2.   A    drop in  resting  HR in a  short  period  ( over night  or the  situation , that you  can't get  HR  up  the day  after an interval workout  or a  long  training  where you most likely dehydrated)     can be a sign of a   higher plasma  volume  as a  reaction on the day before.
  This leads  to a  better  preload  and a higher EF %   and therefor by the same load  and same CO needed  to a  lower  HR  due  to the higher SV.
 ( Influence  of  temperature  on  SV  and Cardiac  output) This is  one other reason, why  using wattage alone is  not an optimal guide  for  physiological training intensities. If you pair  wattage  with some bio marker  you are  far   better off  with information's on what you  stimulate  and what the workout   ends  up with as a  result.  


 3.SV  will  reach a plateau  very early on  and will stay  stable.
  True  that can happen  but you can as well  ( and  most likely in  a healthy  heart ) see an ongoing increase in SV  till to the end of a  test.
 As well   if the cardiac system is a limiter  you may see a drop in SV  at the end of a test.
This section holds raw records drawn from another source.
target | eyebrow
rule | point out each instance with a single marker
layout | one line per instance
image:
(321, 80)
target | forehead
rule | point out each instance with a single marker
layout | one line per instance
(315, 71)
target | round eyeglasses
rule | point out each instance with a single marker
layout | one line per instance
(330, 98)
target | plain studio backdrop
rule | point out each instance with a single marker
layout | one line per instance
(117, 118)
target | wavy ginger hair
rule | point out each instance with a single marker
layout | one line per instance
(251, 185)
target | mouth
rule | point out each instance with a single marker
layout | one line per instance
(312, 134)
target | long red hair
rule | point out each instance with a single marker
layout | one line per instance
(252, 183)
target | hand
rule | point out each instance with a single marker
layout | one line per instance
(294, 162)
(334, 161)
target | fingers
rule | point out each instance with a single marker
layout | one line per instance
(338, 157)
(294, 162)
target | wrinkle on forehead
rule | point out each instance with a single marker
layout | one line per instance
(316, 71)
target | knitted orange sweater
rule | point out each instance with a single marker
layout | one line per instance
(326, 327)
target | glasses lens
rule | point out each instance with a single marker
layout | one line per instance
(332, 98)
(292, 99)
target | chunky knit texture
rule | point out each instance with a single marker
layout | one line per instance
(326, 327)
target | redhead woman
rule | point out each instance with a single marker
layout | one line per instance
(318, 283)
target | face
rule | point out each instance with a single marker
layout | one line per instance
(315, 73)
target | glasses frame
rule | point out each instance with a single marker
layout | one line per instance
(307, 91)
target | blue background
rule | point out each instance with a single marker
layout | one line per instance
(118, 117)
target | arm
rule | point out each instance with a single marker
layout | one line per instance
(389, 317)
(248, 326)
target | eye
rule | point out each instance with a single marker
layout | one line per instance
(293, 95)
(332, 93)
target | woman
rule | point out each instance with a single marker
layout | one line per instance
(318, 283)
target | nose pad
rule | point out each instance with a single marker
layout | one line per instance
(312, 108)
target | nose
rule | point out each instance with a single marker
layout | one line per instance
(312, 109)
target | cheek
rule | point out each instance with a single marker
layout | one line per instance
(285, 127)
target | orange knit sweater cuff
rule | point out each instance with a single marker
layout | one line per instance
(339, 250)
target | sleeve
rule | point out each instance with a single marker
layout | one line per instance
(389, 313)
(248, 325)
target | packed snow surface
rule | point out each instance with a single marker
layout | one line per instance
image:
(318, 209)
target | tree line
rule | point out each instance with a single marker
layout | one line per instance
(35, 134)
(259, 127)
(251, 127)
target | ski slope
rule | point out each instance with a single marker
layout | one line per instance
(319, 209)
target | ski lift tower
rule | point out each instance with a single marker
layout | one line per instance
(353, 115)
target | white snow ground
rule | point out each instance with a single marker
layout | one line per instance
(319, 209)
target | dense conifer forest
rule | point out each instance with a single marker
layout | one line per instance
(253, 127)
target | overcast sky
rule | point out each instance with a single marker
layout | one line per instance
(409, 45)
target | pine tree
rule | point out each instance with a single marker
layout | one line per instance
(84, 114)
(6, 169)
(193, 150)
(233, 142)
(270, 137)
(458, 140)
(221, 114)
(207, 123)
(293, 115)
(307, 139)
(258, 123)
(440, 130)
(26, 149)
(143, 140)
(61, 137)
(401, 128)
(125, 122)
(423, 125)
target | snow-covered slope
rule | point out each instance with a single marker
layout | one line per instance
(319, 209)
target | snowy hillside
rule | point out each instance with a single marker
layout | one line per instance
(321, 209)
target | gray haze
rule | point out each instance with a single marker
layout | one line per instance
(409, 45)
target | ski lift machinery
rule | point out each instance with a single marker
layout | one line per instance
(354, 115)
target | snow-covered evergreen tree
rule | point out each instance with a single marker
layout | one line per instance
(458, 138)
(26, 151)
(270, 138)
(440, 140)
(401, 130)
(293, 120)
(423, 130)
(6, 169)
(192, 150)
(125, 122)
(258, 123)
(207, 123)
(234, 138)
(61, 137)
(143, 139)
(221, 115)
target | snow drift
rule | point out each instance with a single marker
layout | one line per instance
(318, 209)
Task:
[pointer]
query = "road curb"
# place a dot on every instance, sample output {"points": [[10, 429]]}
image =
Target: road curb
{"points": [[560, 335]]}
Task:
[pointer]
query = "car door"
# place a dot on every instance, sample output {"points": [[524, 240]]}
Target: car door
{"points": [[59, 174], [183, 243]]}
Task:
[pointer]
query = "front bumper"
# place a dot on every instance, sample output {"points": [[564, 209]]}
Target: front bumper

Meaning  HR goes up  SV   goes down  so you may in fact see a   stable CO.
  This  than can lead  to the about  48 %  of  VO2  max tests  who may show  close to a plateau  at the end of a test.
 The other 50 +  %  never   give you a VO2  max   but only a VO2  peak  result.  Here an example of a CO HR and SV info   from a test done   in Quebec  ( University of Trois riviere   by Claude  Lavoie, Andri Feldmann and  the team)
 The  second pic  shows you a great example in the lag time of lactate info  in this test. This test  was   load  and deload  but deload  was not  0 watt  but as you can see  70  watts  and  the load was only done  once,  so no homeostasis disruption info on here as well.